- Born: August 18, 1911 Fălticeni, Kingdom of Romania
- Died: July 9, 1994 (aged 82) Bucharest, Romania
- Education: University of Iași
- Occupation: Writer

= Mihail Șerban (writer) =

Romanian writer

Mihail Șerban (August 18, 1911 – July 9, 1994) was a Romanian prose writer.

Born in Fălticeni, his parents were Gheorghe Șerban, a clerk, and his wife Elena (née Verner). After attending the local Nicu Gane High School from 1923 to 1930, he studied at the law faculty of the University of Iași from 1930 to 1932. He then abandoned his studies and entered journalism, coming to Bucharest upon the encouragement of Eugen Lovinescu. Sequentially or simultaneously, he held a number of jobs: librarian and secretary's assistant at Mihai Viteazul High School (1934–1937), contributor and editor at Adevărul and Dimineața newspapers (1935–1938), editor at Cezar Petrescu's România, civil servant at the State Sub-secretariate for Propaganda (1938–1947), inspector at the theatre directorate and then the literary directorate of the Arts and Information Ministry (1947–1948), editor of Călăuza bibliotecarului and Îndrumătorul cultural (1949–1957), bibliographer at the Central State Library (until 1967). He was active in the Sburătorul literary circle. He died in Bucharest in 1994, at age 82.

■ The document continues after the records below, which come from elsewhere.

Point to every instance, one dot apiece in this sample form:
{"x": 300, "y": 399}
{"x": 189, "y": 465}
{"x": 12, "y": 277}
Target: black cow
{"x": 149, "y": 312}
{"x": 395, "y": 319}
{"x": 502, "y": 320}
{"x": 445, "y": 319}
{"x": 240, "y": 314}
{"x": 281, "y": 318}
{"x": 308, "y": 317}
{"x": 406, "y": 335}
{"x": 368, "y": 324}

Șerban's published debut took the form of poems and prose that appeared in Gazeta noastră in 1930. He also contributed to Adevărul literar și artistic, Vremea, Viața Românească, Revista Fundațiilor Regale, Cuvântul liber and Reporter. He wrote numerous volumes of short stories (Nunta de argint, 1938; Câinii, 1939; Cântecul uitat, 1942; Furtuna, 1948; Când doarme pământul, 1948) and novels (Idolii de lut, 1935; Infirmii, 1936; Grădina lui Dumnezeu, 1939; Sanda, 1941; Casa amintirilor, 1942; Fete bătrâne, 1946; Pâinea inimii, 1949; Pământ și oameni, 1957; Circul, 1972). Some appeared in several editions, while others were given awards: the Young Writers' Society Prize for Infirmii in 1936 and for Nunta de argint in 1939; the Arts Ministry granted him the Brătescu-Voinești Prize in 1942 for Casa amintirilor. His 1969 memoir, Amintiri, features his recollections of important interwar writers, including Ionel Teodoreanu, Damian Stănoiu, and Felix Aderca. Although his themes are not rural, Șerban's prose, due to its lyrical tone and passivity in the face of one's environment, features within the late Sămănătorist tradition.